В первой половине 1960-х годов портрет Пастернака вместе с другими литературными фигурами начала XX века был представлен в мемуарах «Люди, годы, жизнь» И. Эренбурга. С декабря 1962-го по январь 1964 года издавался китайский перевод воспоминаний в 4 томах. По словам современного поэта Бэй Дао,5 этот перевод «стал Священным Писанием молодежи своего поколения <…> открыл им тайное окно во внешний мир».6 Во время культурной революции, когда на такого рода переводной литературе уже закрепился штамп «запрещенное», ее популярность, особенно среди молодых читателей, наоборот, достигла более высокого уровня. Эти переводы стали духовной пищей для будущих писателей и поэтов.
6. Бэй Дао. Роза времени. Пекин, 2005. С. 40.
Точка в различии подходов к оценке Пастернака была поставлена только в конце 1970-х гг. Начиная с 1978 года7 его произведения и сведения о нем постепенно стали появляться в публичных изданиях. Так, во втором выпуске журнала «Иностранная литература и искусство» была опубликована новость о выходе в США воспоминаний О. Ивинской «В плену времени». На следующий год был издан трехтомный биографический словарь иностранных писателей, в числе которых был и Пастернак.
Первая волна переводов Пастернака в Китае относится к 1980–1990-м годам, в течение которых произведения разных жанров стали доступны массовому читателю. Одним из значительных процессов в переводе творчества Пастернака и иностранной художественной литературы в целом в последнее двадцатилетие XX века, несомненно, является выход в свет с ноября 1986-го по июнь 1987 года четырех китайскоязычных версий перевода романа «Доктор Живаго». Одна из них была опубликована в трех подряд номерах журнала «Мир прозы».8 Остальные версии были изданы отдельными книгами, каждая из которых имела свой русскоязычный оригинал – изданный в 1959 году в Париже, в том же году в Издательстве Мичиганского университета и в 1983 году в Нью-Йорке. Отметим, что все три русскоязычные версии были изданы не в России (в СССР роман был опубликован только в 1988 году). Однако издание китайских переводов вполне может рассматриваться как симптом оттепели по отношению к Пастернаку на его родине. В предисловии или послесловии к этим переводам было отмечено, что Пастернак – это наследник гуманистической традиции русской литературы, а в романе «Доктор Живаго» правдиво изображена описываемая эпоха. Через три месяца после выхода первого полного перевода публицист Хэ Маньцзы9 назвал этот роман «потрясающе красивым» и написал: «хочу на одном дыхании проглотить».10 Он отметил, что одним из источников трагедии Живаго является его благородная душа, опередившая свое время.

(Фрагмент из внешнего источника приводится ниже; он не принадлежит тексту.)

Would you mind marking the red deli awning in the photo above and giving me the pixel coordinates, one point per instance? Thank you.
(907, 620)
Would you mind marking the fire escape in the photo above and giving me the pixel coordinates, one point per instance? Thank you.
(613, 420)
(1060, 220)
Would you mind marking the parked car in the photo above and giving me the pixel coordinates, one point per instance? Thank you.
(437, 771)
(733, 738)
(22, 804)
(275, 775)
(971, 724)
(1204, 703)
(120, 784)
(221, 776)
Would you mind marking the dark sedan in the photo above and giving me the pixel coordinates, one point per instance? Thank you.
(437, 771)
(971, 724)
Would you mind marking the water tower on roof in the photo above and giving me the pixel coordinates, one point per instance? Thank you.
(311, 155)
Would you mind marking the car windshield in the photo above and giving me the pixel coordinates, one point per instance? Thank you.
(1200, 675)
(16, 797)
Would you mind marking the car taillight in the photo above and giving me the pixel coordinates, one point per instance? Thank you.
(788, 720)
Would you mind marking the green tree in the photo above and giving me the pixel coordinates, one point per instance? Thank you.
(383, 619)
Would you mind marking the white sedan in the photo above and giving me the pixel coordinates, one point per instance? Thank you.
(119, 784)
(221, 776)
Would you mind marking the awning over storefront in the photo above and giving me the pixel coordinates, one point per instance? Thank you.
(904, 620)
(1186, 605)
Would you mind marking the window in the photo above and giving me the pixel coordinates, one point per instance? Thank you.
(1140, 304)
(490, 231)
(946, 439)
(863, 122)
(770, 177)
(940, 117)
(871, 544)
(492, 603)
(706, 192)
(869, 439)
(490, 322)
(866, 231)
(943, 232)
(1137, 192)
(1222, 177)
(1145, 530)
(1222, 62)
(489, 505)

В части «Опять в Варыкине» читатель может увидеть «духовное пробуждение настоящего человека»11 и ощутить русскую литературную традицию, исходящую от классики XIX века. Хэ Маньцзы пишет: «Пастернак лишь инакомыслящий человек, оценивающий по-своему Октябрьскую революцию, в то же время он утверждает ее справедливость и необходимость».12 По результатам опроса «Сто шедевров литературы», организованного «Китайской газетой чтения» в 1999 году, роман занимал 13-е место среди иностранной литературы и первое среди русской.
9. Хэ Маньцзы (1919–2009) работал корреспондентом, редактором; автор более 50 книг.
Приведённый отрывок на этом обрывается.